À l’article 30, relatif à la fin des quotas laitiers, la commission a adopté des amendements. J’en présenterai un de précision sur une spécificité de l’organisation agricole bien connue du rapporteur pour avis de la commission des affaires économiques, la coopération, et ce en cohérence avec les demandes et les besoins des professionnels. Le coopérateur est à la fois un associé détenteur de parts sociales et un fournisseur de matière – en l’occurrence le lait, mais ce peut être de la betterave ou toute autre chose. Il existe souvent une cohérence entre ses apports et le nombre de parts sociales qu’il détient.

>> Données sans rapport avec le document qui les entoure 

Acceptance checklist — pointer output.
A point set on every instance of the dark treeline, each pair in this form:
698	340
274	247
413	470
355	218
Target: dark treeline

Chacun d’entre nous doit être conscient que la coopérative n’est en réalité qu’un prolongement de l’activité agricole : sans cette activité, il n’y aurait pas de coopérative, même si celle-ci porte la création de valeur. La crise agricole, notamment dans le domaine laitier, nous a montré que les producteurs avaient besoin que l’on adapte les modalités de conclusion des contrats. C’est pourquoi, monsieur le rapporteur pour avis, nous avons fait adopter un amendement tendant à prolonger l’interdiction de cession de cinq à sept ans. Je propose aujourd’hui que l’on précise les droits des producteurs non coopérateurs et qu’on améliore le dialogue interprofessionnel.

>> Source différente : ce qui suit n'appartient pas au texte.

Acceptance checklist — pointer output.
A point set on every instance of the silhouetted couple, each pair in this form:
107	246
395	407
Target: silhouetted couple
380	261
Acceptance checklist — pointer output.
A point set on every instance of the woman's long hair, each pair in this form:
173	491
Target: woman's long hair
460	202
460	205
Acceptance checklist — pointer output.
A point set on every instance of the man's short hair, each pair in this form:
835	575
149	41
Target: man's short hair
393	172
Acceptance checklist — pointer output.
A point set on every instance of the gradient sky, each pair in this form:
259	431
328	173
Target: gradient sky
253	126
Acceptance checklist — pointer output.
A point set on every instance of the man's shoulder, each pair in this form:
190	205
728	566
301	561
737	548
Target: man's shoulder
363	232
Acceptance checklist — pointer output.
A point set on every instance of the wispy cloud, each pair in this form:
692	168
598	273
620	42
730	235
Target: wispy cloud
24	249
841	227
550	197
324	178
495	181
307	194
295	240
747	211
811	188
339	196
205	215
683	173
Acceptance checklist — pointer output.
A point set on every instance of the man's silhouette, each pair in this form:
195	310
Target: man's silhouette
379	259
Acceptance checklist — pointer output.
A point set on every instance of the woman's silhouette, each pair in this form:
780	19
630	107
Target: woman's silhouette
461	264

En ce qui concerne la possibilité de conclure des conventions pluriannuelles, j’ai noté les effets potentiellement positifs des contrats, mais aussi la grande prudence des associations professionnelles. Certains dispositifs existent déjà. En matière de conventions pluriannuelles, monsieur le rapporteur pour avis, nous avons la responsabilité de trouver un dispositif fixant des modalités réellement applicables de révision des prix.

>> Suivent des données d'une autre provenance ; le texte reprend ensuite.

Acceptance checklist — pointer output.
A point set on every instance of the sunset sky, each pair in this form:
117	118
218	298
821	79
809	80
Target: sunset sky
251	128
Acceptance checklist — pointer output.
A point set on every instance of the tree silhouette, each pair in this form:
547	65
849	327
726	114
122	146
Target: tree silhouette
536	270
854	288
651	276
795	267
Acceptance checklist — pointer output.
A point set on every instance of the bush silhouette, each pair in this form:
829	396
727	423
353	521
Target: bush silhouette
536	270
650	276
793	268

Quant aux négociations annuelles, tous les retours montrent que le terme est désormais galvaudé, tant le rapport est déséquilibré. En termes calendaires, un détail me préoccupe depuis longtemps : je ne suis pas certaine qu’une date unique pour toute activité ou tout produit soit opportune. On peut aussi s’interroger sur la concomitance des dates du Salon international de l’agriculture et la fin des négociations. C’est un autre point sur lequel nous devons travailler.

Nous avons obtenu quelques avancées en commission sur le rapport entre les prix et les coûts de production. Je pense qu’il faut prendre en compte d’autres indices, issus par exemple d’observatoires européens et relatifs à la conjoncture, comme le prix de la matière première et les frais de logistique. Ce sera l’objet d’un amendement.

Entre les acteurs de la négociation commerciale, j’ai voulu donner plus d’importance aux petites ou très petites entreprises, que l’obligation de publier leurs comptes fragilise vis-à-vis de la concurrence. Cette obligation se comprend pour les grands groupes ou pour certains systèmes coopératifs, non pour les toutes petites entreprises, que nous devons protéger.

En ce qui concerne les accords internationaux, je considère qu’il est anormal que l’on puisse rémunérer des centrales d’achat, alors qu’aucun produit n’est commercialisé à l’international ou qu’aucun service n’est apporté. C’est le sens de l’amendement que j’ai proposé. Il s’agit là encore d’une mesure extrêmement concrète.

J’ai aussi voulu proposer quelques mesures supplémentaires sur les délais de paiement. Le sujet est crucial. L’État a fait des efforts, mais il doit continuer – comme pourrait l’écrire en guise d’appréciation un maître d’école.